Elle masque les répressions et les reniements : ainsi du plus symbolique et du plus inacceptable d'entre eux, le rétablissement, le 20 mai 1802, de l'esclavage aboli par la Convention, la déportation et la mort de Toussaint-Louverture, les massacres de Noirs à Saint-Domingue.

Ou bien la surveillance policière qui, par le biais du « livret ouvrier », contrôle la population laborieuse des villes, la plus rebelle parce que ne bénéficiant pas, comme la paysannerie, du transfert de propriété, de l'abandon des droits seigneuriaux réalisés pendant la Révolution.


Le régime s'appuie ainsi sur la gloire du premier consul, la paix qu'il apporte – elle est signée avec l'Angleterre à Amiens en 1802, mais ne durera qu'un an –, le silence qu'il impose.

Il assure la protection des propriétés et la stabilité monétaire avec la création du franc germinal et la concession à la Banque de France du privilège de l'émission.
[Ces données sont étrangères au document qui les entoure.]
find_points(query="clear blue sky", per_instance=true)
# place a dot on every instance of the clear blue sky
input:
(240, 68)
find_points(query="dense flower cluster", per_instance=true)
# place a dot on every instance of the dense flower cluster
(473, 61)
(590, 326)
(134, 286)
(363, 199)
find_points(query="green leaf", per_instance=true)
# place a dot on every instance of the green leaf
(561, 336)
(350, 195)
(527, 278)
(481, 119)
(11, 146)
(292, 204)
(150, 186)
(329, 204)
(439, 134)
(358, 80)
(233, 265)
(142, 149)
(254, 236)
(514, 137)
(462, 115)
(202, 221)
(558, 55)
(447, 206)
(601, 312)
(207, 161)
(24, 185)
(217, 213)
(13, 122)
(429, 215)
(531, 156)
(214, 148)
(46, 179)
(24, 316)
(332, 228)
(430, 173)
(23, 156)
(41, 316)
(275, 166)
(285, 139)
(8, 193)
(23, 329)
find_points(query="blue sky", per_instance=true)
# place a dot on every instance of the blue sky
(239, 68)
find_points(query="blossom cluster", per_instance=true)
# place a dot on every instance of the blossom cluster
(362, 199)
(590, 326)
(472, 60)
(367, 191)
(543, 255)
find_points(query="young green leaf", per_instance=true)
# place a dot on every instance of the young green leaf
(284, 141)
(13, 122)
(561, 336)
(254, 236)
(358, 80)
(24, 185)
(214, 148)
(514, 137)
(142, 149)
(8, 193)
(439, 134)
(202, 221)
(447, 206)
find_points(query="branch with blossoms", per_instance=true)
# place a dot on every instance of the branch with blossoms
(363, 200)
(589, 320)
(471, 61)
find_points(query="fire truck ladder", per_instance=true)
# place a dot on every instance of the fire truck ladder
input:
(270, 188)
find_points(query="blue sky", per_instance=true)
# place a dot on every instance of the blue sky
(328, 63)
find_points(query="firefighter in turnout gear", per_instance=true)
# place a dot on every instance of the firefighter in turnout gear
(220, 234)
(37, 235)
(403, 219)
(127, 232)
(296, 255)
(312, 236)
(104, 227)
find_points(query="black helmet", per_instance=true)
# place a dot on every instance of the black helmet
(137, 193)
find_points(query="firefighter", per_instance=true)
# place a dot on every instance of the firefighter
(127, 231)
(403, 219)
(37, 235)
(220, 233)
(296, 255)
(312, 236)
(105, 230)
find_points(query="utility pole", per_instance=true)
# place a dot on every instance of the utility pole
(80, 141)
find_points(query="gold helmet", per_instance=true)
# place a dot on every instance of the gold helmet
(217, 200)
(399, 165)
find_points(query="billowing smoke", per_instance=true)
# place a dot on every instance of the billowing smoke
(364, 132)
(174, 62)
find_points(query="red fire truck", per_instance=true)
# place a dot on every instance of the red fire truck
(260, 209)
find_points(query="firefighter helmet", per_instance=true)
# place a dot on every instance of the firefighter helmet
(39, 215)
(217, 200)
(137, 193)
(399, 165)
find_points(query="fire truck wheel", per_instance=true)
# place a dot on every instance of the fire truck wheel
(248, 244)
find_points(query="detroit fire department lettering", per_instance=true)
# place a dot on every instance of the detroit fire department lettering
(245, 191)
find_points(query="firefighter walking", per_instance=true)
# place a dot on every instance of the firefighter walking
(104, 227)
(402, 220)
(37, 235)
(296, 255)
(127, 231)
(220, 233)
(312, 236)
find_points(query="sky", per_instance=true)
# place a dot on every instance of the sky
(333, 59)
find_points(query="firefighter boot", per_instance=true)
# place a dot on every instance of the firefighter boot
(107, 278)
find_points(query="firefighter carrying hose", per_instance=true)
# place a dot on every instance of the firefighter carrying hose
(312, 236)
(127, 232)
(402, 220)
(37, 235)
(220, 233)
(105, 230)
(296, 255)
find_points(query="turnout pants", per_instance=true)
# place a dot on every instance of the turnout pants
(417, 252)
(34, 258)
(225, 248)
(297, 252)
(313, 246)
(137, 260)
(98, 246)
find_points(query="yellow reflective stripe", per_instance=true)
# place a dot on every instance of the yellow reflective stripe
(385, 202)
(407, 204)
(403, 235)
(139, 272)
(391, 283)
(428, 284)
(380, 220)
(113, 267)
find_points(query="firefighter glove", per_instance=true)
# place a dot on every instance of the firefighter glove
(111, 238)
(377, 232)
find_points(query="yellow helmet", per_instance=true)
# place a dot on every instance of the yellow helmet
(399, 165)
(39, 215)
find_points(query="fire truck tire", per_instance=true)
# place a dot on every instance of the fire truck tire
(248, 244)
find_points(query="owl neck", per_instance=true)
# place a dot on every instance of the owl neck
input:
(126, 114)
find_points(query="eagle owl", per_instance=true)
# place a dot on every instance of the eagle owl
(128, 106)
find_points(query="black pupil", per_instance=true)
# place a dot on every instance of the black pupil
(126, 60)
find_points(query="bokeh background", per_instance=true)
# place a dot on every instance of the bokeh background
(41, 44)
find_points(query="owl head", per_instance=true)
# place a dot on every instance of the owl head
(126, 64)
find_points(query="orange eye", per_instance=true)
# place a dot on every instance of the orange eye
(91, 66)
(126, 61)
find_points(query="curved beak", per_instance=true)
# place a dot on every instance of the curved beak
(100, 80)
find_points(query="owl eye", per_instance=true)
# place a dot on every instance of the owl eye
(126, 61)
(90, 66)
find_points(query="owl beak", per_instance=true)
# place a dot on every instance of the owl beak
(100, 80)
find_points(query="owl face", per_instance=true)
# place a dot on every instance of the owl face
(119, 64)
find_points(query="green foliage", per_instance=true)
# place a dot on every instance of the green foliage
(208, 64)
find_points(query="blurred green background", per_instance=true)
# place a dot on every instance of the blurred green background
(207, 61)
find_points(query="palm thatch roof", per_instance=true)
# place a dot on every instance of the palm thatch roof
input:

Les notables, les propriétaires et les rentiers sont satisfaits. Les formes de la politique propres à la France contemporaine se dessinent ici.

Le fonctionnement démocratique – le vote – est corseté et manipulé par le pouvoir incarné par une personnalité héroïque au-dessus des factions, des partis et des intérêts. C'est un régime de notables, de « fonctionnaires » d'autorité (militaires, préfets), auquel la paysannerie sert de base populaire. Mais Napoléon Bonaparte en est la clé de voûte.

C'est dire que cette construction politique dépend étroitement de la « gloire » du « héros », donc d'une défaite militaire ou de la disparition de la personne du consul.

Ainsi, la rumeur de la défaite et de la mort de Napoléon à Marengo ébranle tout le régime en 1800.

La création de l'Empire est une tentative pour le pérenniser.

Un député du Tribunat – Curée – déclare ainsi le 30 avril 1804 : « Il ne nous est plus permis de marcher lentement, le temps se hâte. Le siècle de Bonaparte est à sa quatrième année ; la Nation veut qu'un chef aussi illustre veille sur sa destinée. »

Napoléon Bonaparte est sacré empereur des Français le 2 décembre 1804.

Mais la course d'un météore ne peut que s'accélérer.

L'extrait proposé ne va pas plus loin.